With the number of people living with dementia rising around the world, it is critical to better understand the growing economic impact of dementia, both for health and social care systems as well as for persons living with dementia and their families/caregivers. The rising rates of dementia around the world have significant financial consequences; the economic impact of dementia can be seen both at the health systems level as well as at an individual level. As an Atlantic Fellow at GBHI, she hopes to marry her dual passions for ensuring financial protection for patients and enhancing cross-national learning opportunities for health systems strengthening. Through her work, Adrion hopes to better understand the role of health and social care system design on patterns of out-of-pocket spending for persons living with dementia and their families/caregivers, with the ultimate aim of reducing the devastating financial toll of dementia. Outside of work, she enjoys spending time outdoors, swimming, hiking, listening to live music, and discovering the best craft beers around the world.
Bio: Emily Adrion is a lecturer in the Global Health Policy Unit in the School of Social and Political Science at the University of Edinburgh.
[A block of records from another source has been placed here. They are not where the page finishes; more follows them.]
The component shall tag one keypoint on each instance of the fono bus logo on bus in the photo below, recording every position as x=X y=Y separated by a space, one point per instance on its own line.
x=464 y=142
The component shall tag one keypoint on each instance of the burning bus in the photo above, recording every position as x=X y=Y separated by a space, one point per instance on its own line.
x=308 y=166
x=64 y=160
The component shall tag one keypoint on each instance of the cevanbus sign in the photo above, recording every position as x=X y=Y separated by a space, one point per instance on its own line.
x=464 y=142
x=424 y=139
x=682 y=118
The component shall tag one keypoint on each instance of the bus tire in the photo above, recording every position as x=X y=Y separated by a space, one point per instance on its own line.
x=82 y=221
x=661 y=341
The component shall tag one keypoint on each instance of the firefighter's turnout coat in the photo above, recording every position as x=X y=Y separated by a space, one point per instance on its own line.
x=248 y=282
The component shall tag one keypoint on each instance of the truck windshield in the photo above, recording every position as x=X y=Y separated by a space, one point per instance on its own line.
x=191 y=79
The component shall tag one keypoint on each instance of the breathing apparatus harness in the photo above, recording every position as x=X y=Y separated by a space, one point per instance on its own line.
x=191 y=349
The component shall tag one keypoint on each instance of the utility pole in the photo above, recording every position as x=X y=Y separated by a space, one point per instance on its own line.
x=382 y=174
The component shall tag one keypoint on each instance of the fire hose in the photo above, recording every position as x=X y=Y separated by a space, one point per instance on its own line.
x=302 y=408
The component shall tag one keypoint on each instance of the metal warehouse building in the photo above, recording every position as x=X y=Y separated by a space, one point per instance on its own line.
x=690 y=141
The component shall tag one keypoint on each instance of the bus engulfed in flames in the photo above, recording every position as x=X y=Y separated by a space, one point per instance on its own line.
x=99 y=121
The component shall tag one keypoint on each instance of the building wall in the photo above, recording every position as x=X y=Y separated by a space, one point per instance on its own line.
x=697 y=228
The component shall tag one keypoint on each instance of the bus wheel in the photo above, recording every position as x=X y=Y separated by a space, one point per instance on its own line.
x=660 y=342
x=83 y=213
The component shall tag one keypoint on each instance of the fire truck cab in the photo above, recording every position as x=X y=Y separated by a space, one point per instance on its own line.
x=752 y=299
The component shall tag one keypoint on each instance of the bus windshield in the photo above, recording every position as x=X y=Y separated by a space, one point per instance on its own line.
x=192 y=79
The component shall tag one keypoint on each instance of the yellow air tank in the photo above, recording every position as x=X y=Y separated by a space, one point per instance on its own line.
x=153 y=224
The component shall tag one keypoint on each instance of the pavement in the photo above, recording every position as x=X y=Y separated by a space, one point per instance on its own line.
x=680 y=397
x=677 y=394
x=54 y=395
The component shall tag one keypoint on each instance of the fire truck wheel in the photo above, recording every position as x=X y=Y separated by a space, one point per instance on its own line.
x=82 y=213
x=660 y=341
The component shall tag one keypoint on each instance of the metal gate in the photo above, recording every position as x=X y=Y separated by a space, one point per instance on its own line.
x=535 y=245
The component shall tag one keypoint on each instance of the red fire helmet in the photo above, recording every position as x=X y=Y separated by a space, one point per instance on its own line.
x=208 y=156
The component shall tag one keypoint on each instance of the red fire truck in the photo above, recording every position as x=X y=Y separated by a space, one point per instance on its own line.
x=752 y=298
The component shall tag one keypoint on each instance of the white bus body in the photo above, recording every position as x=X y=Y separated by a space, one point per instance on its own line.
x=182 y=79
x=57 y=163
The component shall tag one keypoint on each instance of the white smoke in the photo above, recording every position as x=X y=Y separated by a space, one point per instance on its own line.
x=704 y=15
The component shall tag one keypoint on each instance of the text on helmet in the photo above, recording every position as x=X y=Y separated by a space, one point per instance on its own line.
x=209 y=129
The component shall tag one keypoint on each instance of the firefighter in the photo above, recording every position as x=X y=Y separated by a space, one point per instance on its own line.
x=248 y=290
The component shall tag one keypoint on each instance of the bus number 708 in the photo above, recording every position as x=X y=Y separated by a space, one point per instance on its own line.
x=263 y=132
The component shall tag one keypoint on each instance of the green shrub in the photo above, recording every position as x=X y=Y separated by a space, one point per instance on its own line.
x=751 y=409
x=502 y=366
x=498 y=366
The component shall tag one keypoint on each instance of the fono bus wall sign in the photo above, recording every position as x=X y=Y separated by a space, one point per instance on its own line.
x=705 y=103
Prior to joining the University of Edinburgh, she held an Agency for Healthcare Research and Quality (AHRQ) T-32 Research Fellowship at the Center for Healthcare Outcomes and Policy at the University of Michigan Medical School where she worked on health care costs, and patient out-of-pocket spending. Adrion received her Ph.D. in Health Services Research and Policy from the Johns Hopkins Bloomberg School of Public Health, and she holds an M.Sc. in Social Policy and Planning from the London School of Economics.